Wherein the enzyme is horseradish peroxidase (HRP). The prodrug is indole-3-acetic acid (IAA). The pregel comprises acrylamide, N-methylene-bis-acrylamide and 2-hydroxy-4- (2-hydroxyethoxy) -2-methyl propiophenone. The mass ratio of the acrylamide to the N, N-methylene bisacrylamide to the 2-hydroxy-4- (2-hydroxyethoxy) -2-methyl propiophenone is 15: 1: 1. the molar ratio of the metal salt to the ligand is 1: 4.

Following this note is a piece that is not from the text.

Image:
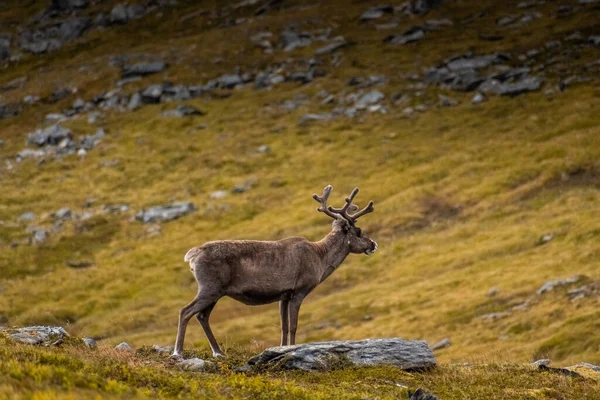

The invention also provides application of the hydrogel/metal organic framework composite material of the immobilized enzyme prodrug in the antibacterial field.
In order that the above objects, features and advantages of the present invention can be more clearly understood, a more particular description of the invention will be rendered by reference to the appended drawings. In the following description, numerous specific details are set forth in order to provide a thorough understanding of the present invention, however, the present invention may be practiced in other ways than those specifically described herein, and thus the present invention is not limited to the specific embodiments disclosed below.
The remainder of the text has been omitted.